The Practice Management System & EMR Trainer is responsible for providing training to CHRISTUS Physician Group team members.
- Deliver training to Clinician and Administrative staff members.
- Creation of training materials and job aids.
- Perform training needs assessment and determines scope of training to be delivered.
- Participate in practice management system and EMR planning, testing, application support and design and build.
- Generates reports to meet business and operational needs.
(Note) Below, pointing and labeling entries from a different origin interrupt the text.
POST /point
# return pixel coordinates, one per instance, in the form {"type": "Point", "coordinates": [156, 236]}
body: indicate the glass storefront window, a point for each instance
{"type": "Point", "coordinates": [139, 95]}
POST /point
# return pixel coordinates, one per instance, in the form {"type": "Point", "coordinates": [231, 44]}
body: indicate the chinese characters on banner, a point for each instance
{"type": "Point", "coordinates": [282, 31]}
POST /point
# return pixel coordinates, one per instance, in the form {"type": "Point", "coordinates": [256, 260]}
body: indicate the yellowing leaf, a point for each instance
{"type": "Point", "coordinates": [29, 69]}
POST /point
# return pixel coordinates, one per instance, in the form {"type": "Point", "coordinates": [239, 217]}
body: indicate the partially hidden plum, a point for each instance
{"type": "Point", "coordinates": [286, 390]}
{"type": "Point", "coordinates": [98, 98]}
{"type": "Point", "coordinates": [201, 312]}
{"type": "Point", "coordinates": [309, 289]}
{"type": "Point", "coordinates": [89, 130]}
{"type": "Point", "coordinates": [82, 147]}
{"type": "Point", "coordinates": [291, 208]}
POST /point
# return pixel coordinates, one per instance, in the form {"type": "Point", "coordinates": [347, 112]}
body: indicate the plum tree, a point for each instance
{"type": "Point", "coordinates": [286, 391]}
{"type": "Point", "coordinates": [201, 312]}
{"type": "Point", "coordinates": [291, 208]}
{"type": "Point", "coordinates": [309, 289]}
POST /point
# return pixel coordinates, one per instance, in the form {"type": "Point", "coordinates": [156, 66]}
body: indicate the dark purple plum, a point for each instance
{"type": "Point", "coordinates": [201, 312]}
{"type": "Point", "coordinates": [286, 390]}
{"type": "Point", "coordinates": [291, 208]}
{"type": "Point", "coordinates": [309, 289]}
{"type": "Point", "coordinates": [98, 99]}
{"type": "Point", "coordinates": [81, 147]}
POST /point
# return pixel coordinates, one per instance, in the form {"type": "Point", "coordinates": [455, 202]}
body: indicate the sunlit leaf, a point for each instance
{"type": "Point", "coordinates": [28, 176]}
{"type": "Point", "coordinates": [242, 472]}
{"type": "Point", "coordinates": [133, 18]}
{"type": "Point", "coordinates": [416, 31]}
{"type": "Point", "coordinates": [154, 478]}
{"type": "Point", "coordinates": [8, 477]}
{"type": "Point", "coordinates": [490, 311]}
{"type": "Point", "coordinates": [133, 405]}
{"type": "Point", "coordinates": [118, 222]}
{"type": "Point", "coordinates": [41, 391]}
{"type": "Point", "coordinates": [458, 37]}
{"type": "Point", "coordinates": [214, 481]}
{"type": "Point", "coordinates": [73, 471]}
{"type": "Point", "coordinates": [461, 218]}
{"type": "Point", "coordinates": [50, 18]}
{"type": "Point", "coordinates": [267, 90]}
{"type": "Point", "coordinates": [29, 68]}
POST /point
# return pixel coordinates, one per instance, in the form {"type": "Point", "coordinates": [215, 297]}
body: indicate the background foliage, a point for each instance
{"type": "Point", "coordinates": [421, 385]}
- Serve as frontline support to address system functionality questions and issues.
- Follows the CHRISTUS Physician Group guidelines related to the Health Insurance Portability and Accountability Act (HIPAA), designed to prevent or detect unauthorized disclosure of Protected Health Information (PHI).
- Stays abreast of current healthcare trends and makes recommendations for technology and process improvements.
- Maintains strict confidentiality.
- Uses oral and written communication skills to effectively convey ideas in a clear, positive manner that is consistent with the CHRISTUS Mission.
- Maintains established CHRISTUS Physician Group policies, procedures, objectives, quality assurance, safety, environmental and infection control
- Implements job responsibilities in a manner that is consistent with the CHRISTUS Mission and Code of Ethics and supportive of CHRISTUS Physician Group's cultural diversity objectives.
- Supports and adheres to CPG Service Guarantee
- Performs other related work as required.
- Bachelor's degree preferred.
- Excellent listening, verbal and written communication skills.
- Detail oriented.
- Must understand the integration of applications and their impact on business processes and operations.
- Training on an EMR or practice management system.
- Extensive knowledge of CPT, HCPCS and ICD-9 coding principles in a multi-specialty physician practice.
- Thorough understanding of government and commercial payer guidelines as well as reimbursement methodologies.
- Ability to successfully perform all aspects of the physician billing cycle including initial claim submission, payer rejection resolution, denial follow-up, secondary appeal and refund processing.
- Advanced understanding of medical terminology.
- Ability to operate telephone, copier, fax machine and 10-key calculator by touch.
- Ability to work independently and as part of a team.
- Minimum five years of physician billing experience.
- Experience will be considered in lieu of education.